Butyryl Coenzyme A serves as a substrate for Butyryl-CoA:acetate-CoA transferase (But, EC 2.8.3.8). This enzyme catalyzes the transfer of the CoA group from butyryl-CoA to acetate. [1]
Butyryl Coenzyme A serves as a substrate for Butyryl-CoA:acetate CoA transferase (BCoAT, EC 2.8.3.8). This enzyme catalyzes the conversion of butyryl-CoA to butyrate.[2]

- The activity of butyryl-CoA:acetate-CoA transferase (But) was measured using a citrate synthase-coupled assay. The enzyme uses butyryl-CoA and acetate as substrates.

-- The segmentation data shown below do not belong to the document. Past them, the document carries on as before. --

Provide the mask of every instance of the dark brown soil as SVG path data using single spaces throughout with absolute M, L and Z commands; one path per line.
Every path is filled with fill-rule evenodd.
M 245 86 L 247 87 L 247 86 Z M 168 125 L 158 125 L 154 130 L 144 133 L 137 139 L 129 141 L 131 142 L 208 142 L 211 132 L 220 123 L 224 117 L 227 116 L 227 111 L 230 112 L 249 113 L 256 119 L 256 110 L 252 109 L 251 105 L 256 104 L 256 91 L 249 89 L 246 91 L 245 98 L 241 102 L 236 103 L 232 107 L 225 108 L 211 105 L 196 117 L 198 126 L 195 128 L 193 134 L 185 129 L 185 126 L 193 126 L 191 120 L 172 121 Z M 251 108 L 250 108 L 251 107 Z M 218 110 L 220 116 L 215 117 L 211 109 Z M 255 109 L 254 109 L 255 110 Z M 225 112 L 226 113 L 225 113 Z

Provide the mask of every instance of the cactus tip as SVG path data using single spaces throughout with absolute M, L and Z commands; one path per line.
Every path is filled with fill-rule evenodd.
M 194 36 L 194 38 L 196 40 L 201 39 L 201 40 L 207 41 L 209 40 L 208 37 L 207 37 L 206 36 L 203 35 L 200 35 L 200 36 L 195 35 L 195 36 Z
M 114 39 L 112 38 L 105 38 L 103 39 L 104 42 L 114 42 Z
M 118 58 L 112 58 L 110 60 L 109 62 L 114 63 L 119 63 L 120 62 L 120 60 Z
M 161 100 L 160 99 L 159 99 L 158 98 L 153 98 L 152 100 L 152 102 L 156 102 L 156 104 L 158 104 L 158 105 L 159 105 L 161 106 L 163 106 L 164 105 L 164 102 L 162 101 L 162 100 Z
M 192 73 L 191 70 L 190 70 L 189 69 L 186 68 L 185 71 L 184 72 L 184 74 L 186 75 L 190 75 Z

The generated acetyl-CoA is condensed with oxaloacetate by citrate synthase, liberating free CoA, which reacts with 5,5'-dithio-bis-(2-nitrobenzoate) to form a yellow thiophenolate anion. Reaction rates were monitored by measuring absorbance at 412 nm at 39°C. [1]
- Among 12 putative but genes identified from swine intestinal butyrate-producing bacterial strains, eight genes encoded proteins with strong But enzyme activity, with specific activities ranging from 7,004 μM·min⁻¹·mg⁻¹ (strain 27-5-10) to 27,819 μM·min⁻¹·mg⁻¹ (strain 831b). When propionyl-CoA was used as a substrate, these highly active genes exhibited similar activity. [1]
- Highly active But proteins contain a conserved amino acid motif LQLGIGG. The glycine residue in this motif was conserved in all highly active sequences, while proteins with low But activity contained at least one substitution in this motif. [1]

---

- The purified BCoAT enzyme from Clostridium tyrobutyricum BEY8 exhibited specific activity towards butyryl-CoA, with a value of 26.2 ± 0.09 U/mg protein. However, this enzyme showed no detectable activity towards capryl-CoA.[2]
- The purified CoAT enzyme from Ruminococcaceae bacterium CPB6 (CPB6-CoAT) also showed activity towards butyryl-CoA, with a specific activity of 10.8 ± 0.02 U/mg protein. Notably, its activity towards capryl-CoA (27.6 ± 0.15 U/mg protein) was approximately 2.6-fold higher than that towards butyryl-CoA, indicating that CPB6-CoAT prefers capryl-CoA as a substrate.[2]
- Enzyme kinetic studies showed that BEY8-BCoAT had a Km value of 370 ± 4.1 μM, a kcat of 13.9 ± 0.7 min⁻¹, and a catalytic efficiency (kcat/Km) of 37.7 ± 0.2 mM⁻¹·min⁻¹ towards butyryl-CoA.[2]
- CPB6-CoAT exhibited Km, kcat, and kcat/Km values of 537 ± 10 μM, 5.81 ± 1.5 min⁻¹, and 10.8 ± 0.2 mM⁻¹·min⁻¹, respectively, towards butyryl-CoA. Towards capryl-CoA, the values were 359 ± 5.3 μM, 14.7 ± 0.9 min⁻¹, and 41.1 ± 0.2 mM⁻¹·min⁻¹, respectively. The catalytic efficiency of CPB6-CoAT towards capryl-CoA was 3.8-fold higher than that towards butyryl-CoA.[2]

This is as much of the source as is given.